I will look for both form and correctness to determine your grade.
The result be incorporated into your final grade for this course.

## 1. 3D Tensor dataset
- Create a random 3D tensor dataset with `torch`
- Build your own `DataSet` class, such that you can get a 3D tensor and a label (which can be a random 0 or 1)
See notebook 03_dataloader for details on how to create a custom dataset. See 01_tensors and the torch documentation how to create random tensors.

## 2. Datastreamers
Study the `BaseDatastreamer` in `03_dataloader` and use it with your own dataset, such that you get a datastreamer that will keep on giving you new batches of data when you call `next()` or loop over it.

# 3. Tune the network
For this exercise we won't build upon the previous exercises, but instead will use the Fashion dataset.
Run the experiment below, explore the different parameters (see suggestions below) and study the result with tensorboard. 

In [7]:
# 3D Tensor Dataset
import torch
# Create a random 3D tensor dataset with shape (num_samples, depth, height, width)
num_samples = 30
depth = 2
height = 8
width = 8

random_3d_tensor_dataset = torch.rand(num_samples, depth, height, width)
random_3d_tensor_dataset.shape

torch.Size([30, 2, 8, 8])

In [20]:
import torch
import random
from typing import Tuple

class Random3DTensorDataset:
    def __init__(self, num_samples: int, tensor_shape: Tuple[int, int, int]) -> None:
        self.num_samples = num_samples
        self.tensor_shape = tensor_shape
        self.dataset = self._generate_data()

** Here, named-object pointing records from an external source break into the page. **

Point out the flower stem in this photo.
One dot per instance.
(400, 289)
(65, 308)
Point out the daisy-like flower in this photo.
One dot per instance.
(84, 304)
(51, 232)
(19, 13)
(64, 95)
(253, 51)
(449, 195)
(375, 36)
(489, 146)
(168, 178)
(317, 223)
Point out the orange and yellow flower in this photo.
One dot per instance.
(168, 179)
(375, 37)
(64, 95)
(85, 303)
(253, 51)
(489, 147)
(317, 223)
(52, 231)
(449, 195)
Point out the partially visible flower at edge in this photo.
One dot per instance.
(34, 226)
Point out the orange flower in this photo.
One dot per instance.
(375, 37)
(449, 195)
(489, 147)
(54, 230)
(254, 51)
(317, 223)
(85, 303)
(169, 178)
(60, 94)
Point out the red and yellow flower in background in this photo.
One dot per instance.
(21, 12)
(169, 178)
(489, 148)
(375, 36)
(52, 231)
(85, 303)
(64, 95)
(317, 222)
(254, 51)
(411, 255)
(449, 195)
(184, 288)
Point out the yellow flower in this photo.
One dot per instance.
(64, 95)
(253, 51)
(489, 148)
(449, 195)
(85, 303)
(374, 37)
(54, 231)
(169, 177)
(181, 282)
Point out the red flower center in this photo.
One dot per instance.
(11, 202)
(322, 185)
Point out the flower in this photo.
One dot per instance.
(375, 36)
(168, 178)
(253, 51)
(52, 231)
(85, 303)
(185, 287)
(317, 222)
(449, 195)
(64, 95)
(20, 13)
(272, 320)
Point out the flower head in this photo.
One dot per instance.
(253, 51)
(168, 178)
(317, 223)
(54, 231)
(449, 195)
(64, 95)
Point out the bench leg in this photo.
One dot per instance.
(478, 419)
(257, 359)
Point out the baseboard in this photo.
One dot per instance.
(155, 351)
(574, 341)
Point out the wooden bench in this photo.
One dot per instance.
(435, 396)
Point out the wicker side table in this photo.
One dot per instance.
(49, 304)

    def __len__(self) -> int:
        return self.num_samples

    def __getitem__(self, idx: int) -> Tuple[torch.Tensor, int]:
        return self.dataset[idx]

    def _generate_data(self):
        data = [(torch.rand(self.tensor_shape), random.randint(0, 1)) for _ in range(self.num_samples)]
        return data

In [21]:
# Example Set
num_samples = 10
tensor_shape = (3, 4, 5)  # Shape of each 3D tensor

dataset = Random3DTensorDataset(num_samples, tensor_shape)

# Check the first sample
print("Number of samples in the dataset:", len(dataset))
sample_data, sample_label = dataset[0]
print("Sample 3D Tensor:\n", sample_data)
print("Sample Label:", sample_label)

Number of samples in the dataset: 10
Sample 3D Tensor:
 tensor([[[0.0755, 0.0790, 0.5968, 0.6994, 0.7636],
         [0.8187, 0.2441, 0.4173, 0.1133, 0.3202],
         [0.1489, 0.1845, 0.6217, 0.7632, 0.9690],
         [0.0944, 0.5827, 0.3997, 0.3677, 0.1503]],

        [[0.5980, 0.7475, 0.2914, 0.3854, 0.9842],
         [0.5951, 0.7126, 0.8611, 0.4382, 0.1403],
         [0.0878, 0.7325, 0.3817, 0.3381, 0.2646],
         [0.1475, 0.5136, 0.2172, 0.4206, 0.0367]],

        [[0.2676, 0.9525, 0.4616, 0.2832, 0.5554],
         [0.0051, 0.8163, 0.6151, 0.9892, 0.0448],
         [0.8859, 0.0017, 0.4133, 0.1548, 0.9698],
         [0.9713, 0.3782, 0.1668, 0.1836, 0.2928]]])
Sample Label: 1


In [23]:
# Datastreamers
class BaseDatastreamer:
    def __init__(self, dataset, batchsize: int):
        self.dataset = dataset
        self.batchsize = batchsize
        self.size = len(dataset)
        self.index_list = torch.randperm(self.size)  # Random permutation of indices
        self.index = 0

    def __iter__(self):
        return self

    def __next__(self):
        X = []
        Y = []
        for _ in range(self.batchsize):
            if self.index >= self.size:
                self.index = 0
                self.index_list = torch.randperm(self.size)  # Shuffle indices when all samples are used

            data, label = self.dataset[self.index_list[self.index]]
            X.append(data)
            Y.append(label)
            self.index += 1
        return torch.stack(X), torch.tensor(Y)

# Create datastreamer
streamer = BaseDatastreamer(dataset, batch_size)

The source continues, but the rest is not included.